Why decoupling logic and search matters
By treating inference as a search problem rather than hard-coded control flow, teams can swap strategies without rewriting business logic. A workflow that works with simple sampling can later use beam search or best-first search to improve accuracy, all without changing the underlying code.
This flexibility makes experimentation cheaper. Teams can test different reliability strategies, measure performance, and adjust based on cost or accuracy requirements. Over time, this reduces technical debt and makes agent systems easier to evolve.
Real-world impact in complex workflows
The researchers demonstrated the approach using a Java-to-Python code translation agent. The task involved translating files, generating inputs, and validating results by running the code. In a traditional setup, adding advanced search required building a state machine and manually managing variables, which obscured the core logic.
With ENCOMPASS, the same workflow stayed linear and readable. Search strategies were added simply by inserting branchpoint() calls before LLM invocations. The results showed that fine-grained beam search, applied at both file and method levels, outperformed simpler sampling approaches. Importantly, this was achieved without increasing code complexity.
The findings also suggested better scaling behavior. Performance improved in proportion to the logarithm of inference cost, meaning smarter search delivered better results without a matching increase in compute spending.
Cost control and performance tuning
Inference costs remain a major concern for AI leaders managing budgets. The research compared traditional refinement loops, where models critique and rewrite their own output, with search-based approaches. In one case study, a best-first search achieved similar performance to multiple refinement cycles but at a lower cost per task.

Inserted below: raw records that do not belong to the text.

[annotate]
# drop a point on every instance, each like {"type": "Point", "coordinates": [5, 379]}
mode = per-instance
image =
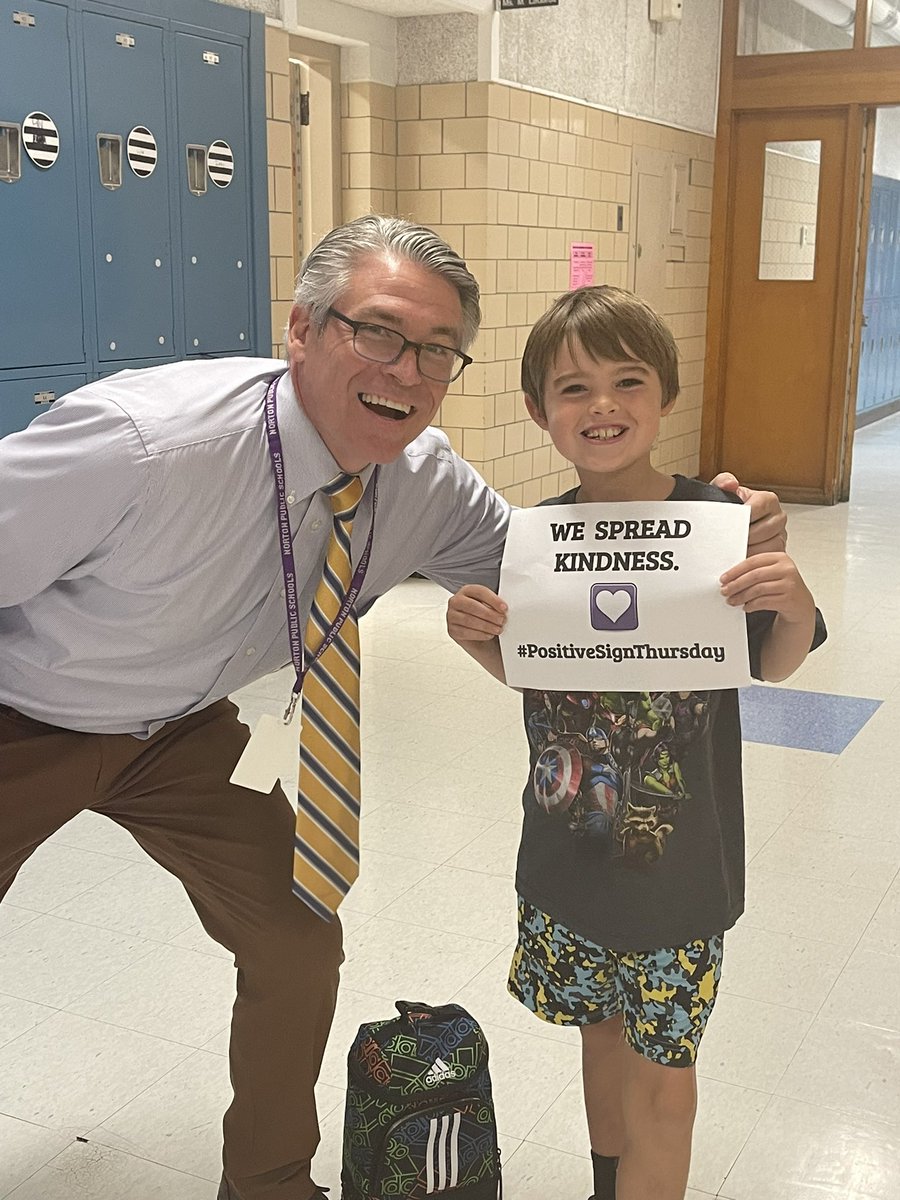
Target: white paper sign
{"type": "Point", "coordinates": [269, 754]}
{"type": "Point", "coordinates": [624, 597]}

This shows that inference strategy is not just a technical choice but a financial one. By externalizing it, teams can tune systems based on context. Internal tools might favor faster, cheaper strategies, while customer-facing applications can justify more thorough searches. Both can run on the same codebase.
Practical considerations and limitations
The framework is designed to complement existing tools like LangChain rather than replace them. It operates at the control-flow level, not at the prompt or tool-integration layer.
That said, it does not eliminate the need for careful engineering. Developers still need to identify where uncertainty exists and define how success is measured. In objective tasks like code translation, tests can validate outputs. In more subjective areas, such as summarization or creative writing, reliable scoring remains a challenge.
There are also operational concerns. Because the system may explore multiple execution paths, developers must manage external side effects carefully to avoid duplicate actions, such as repeated database writes or API calls.
What this means for AI agent scalability
The approach behind PAN and ENCOMPASS reflects a broader software engineering principle: modularity. As AI agents become part of core business operations, they need the same discipline applied to traditional systems.
Embedding probabilistic behavior directly into application logic makes systems fragile and hard to govern. Separating inference strategy from workflow logic allows teams to optimize, test, and audit each independently. It also supports better governance, since changes to AI behavior can be applied consistently without rewriting every agent.
As inference-time compute grows and workflows become more complex, architectures that isolate uncertainty will likely scale better than those that let it spread across the codebase.